Different types of Attention
Table of Contents
\(s_t\) and \(h_i\) are source hidden states and target hidden state, the shape is (n,1)
. \(c_t\) is the final context vector, and \(\alpha_{t,s}\) is alignment score.
\[\begin{aligned} c_t&=\sum_{i=1}^n \alpha_{t,s}h_i \\ \alpha_{t,s}&= \frac{\exp(score(s_t,h_i))}{\sum_{i=1}^n \exp(score(s_t,h_i))} \end{aligned}\]
Global(Soft) VS Local(Hard) #
Global Attention takes all source hidden states into account, and local attention only use part of the source hidden states.
Content-based VS Location-based #
Content-based Attention uses both source hidden states and target hidden states, but location-based attention only use source hidden states.
Here are several popular attention mechanisms:
Dot-Product #
\[score(s_t,h_i)=s_t^Th_i\]
Scaled Dot-Product #
\[score(s_t,h_i)=\frac{s_t^Th_i}{\sqrt{n}}\] where n is the vectors dimension.
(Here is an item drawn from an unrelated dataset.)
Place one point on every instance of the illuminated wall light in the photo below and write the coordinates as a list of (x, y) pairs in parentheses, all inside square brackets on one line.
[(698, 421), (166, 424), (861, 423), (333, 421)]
Google’s Transformer model has similar scaling factor when calculate self-attention: \(score=\frac{KQ^T}{\sqrt{n}}\)
Location-Base #
\[socre(s_t,h_i)=softmax(W_as_t)\]
General #
\[score(s_t,h_i)=s_t^TW_ah_i\]
\(Wa\)’s shape is (n,n)
Concat #
\[score(s_t,h_i)=v_a^Ttanh(W_a[s_t,h_i])\]
\(v_a\)’s shape is (x,1)
, and \(Wa\) ’s shape is (x,x)
. This is similar to a neural network with one hidden layer.
When I doing a slot filling project, I compare these mechanisms. Concat attention produce the best result.